Slave Planet - Cover

Slave Planet

Public Domain

Chapter 3

The sleeping room for the Small Ones was, by comparison with the great Commons Room only the masters inhabited, a tiny place. It had only the smallest of windows, so placed as to allow daylight without any sight of the outside; the windows were plastic-sheeted slits high up on the metal walls, no more. The room was, at best, dim, during the day, but that hardly mattered: during the day the room was empty. Only at night, when the soft artificial lights went on, shedding the glow from their wall-shielded tubes, was the room fit for normal vision. There were no decorations, of course, and no chairs: the Alberts had no use for chairs, and decorations were a refinement no master had yet bothered to think of. The Alberts were hardly taught to appreciate such things in any case: that was not what they had come to learn: it was not useful.

The floor of the room was covered with soft leaves striped a glossy brown over the pervasive gray-green of the planet’s foliage. These served as a soft mat for sleeping, and were also the staple food of the Alberts. These were not disturbed to find their food strewn in such irregular heaps and drifts across the metal floor: in their birth sacs, they had lived by ingestion from the floor of the forest, and, later, they had been so fed in the Birth Huts to which the Elders had taken them, and where they had been cleaned and served and taught, among other matters, English.

What they had been taught was, at any rate, English of a sort, bearing within it the seeds of a more complex tongue, and having its roots far back in the pre-space centuries, when missionaries had first begun to visit strange lands. Men had called it pidgin and Beche-le-mer and a hundred different names in a hundred different variations. Here, the masters called it English. The Alberts called it words, and nothing more.

Now, after sunset, they filed in, thirty or so jewel-green cyclopean alligators at the end of their first day of training, waddling clumsily past the doorway and settled with a grateful, crouching squat on the leaves that served as bed and food. None were bothered by the act of sitting on the leaves: for one thing, they had no concept of dirt. In the second place, they were rather remarkably clean. They had neither sex organs, in any human sense of the word, or specific organs of evacuation: their entire elimination was gaseous. Air ducts in the room would draw off the waste products, and the Alberts never noticed them: they had, in fact, no conception of evacuation as a process, since to them the entire procedure was invisible and impalpable.

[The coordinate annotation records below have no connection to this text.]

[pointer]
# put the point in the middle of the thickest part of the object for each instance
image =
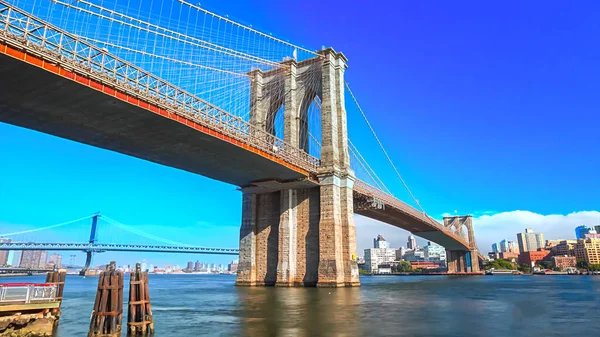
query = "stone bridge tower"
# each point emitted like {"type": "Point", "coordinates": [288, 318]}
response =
{"type": "Point", "coordinates": [294, 235]}
{"type": "Point", "coordinates": [461, 261]}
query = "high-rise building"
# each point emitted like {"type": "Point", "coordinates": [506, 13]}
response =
{"type": "Point", "coordinates": [581, 231]}
{"type": "Point", "coordinates": [380, 242]}
{"type": "Point", "coordinates": [503, 246]}
{"type": "Point", "coordinates": [380, 253]}
{"type": "Point", "coordinates": [512, 247]}
{"type": "Point", "coordinates": [411, 244]}
{"type": "Point", "coordinates": [588, 250]}
{"type": "Point", "coordinates": [4, 254]}
{"type": "Point", "coordinates": [530, 241]}
{"type": "Point", "coordinates": [14, 258]}
{"type": "Point", "coordinates": [434, 252]}
{"type": "Point", "coordinates": [55, 260]}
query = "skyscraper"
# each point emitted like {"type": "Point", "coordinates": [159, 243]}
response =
{"type": "Point", "coordinates": [530, 241]}
{"type": "Point", "coordinates": [581, 231]}
{"type": "Point", "coordinates": [503, 246]}
{"type": "Point", "coordinates": [411, 244]}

The last of them filed in, and the masters—two of them, carrying long metal tubes—shut the door. The Alberts were alone. The door’s clang was followed by other sounds as the lock was thrown. The new noises, and the strangeness of bare metal walls and artificial light, still novel after only a single day’s training, gave rise to something very like a panic, and a confused babble of voices arose from the crowd.

“What is this?”

“What place is this?”

“It is a training place.”

“My name Hortat. My name Hortat.”

“What is training?”

“There is food here.”

“What place is this?”

“Where are elders?”

“Are masters here?”

“My food.”

“Is this a place for sleeping?”

“Training is to do what a master says. Training—”

“There are no elders. My name Hortat.”

“My place.”

“My food.”

“Where is this?”

“Where is this place?”

Like the stirring of a child in sleep, the panic lasted only a little while, and gave way to an apathetic peace. Here and there an Albert munched on a leaf, holding it up before his wide mouth in the pose of a giant squirrel. Others sat quietly looking at the walls or the door or the window, or at nothing. One, whose name was Cadnan, stirred briefly and dropped the leaf he was eating and turned to the Albert next to him.

“Marvor,” he said. “Are you troubled?”

Marvor seemed slighter than Cadnan, and his single eye larger, but both looked very much alike to humans, as members of other races, and particularly such races as the human in question judges inferior, are prone to do. “I do not know what happens,” he said in a flat tone. “I do not know what is this place, or what we do.”

“This is the place of masters,” Cadnan said. “We train here, and we work here, and live here. It is the rule of the masters.”

“Yet I do not know,” Marvor said. “This training is a hard thing, and the work is also hard when it comes.”

Cadnan closed his eye for a second, to relax, but he found he wanted to talk. His first day in the world of the masters had been too confusing for him to order it into any sensible structure. Conversation, of whatever kind, was a release, and might provide more facts. Cadnan was hungry for facts.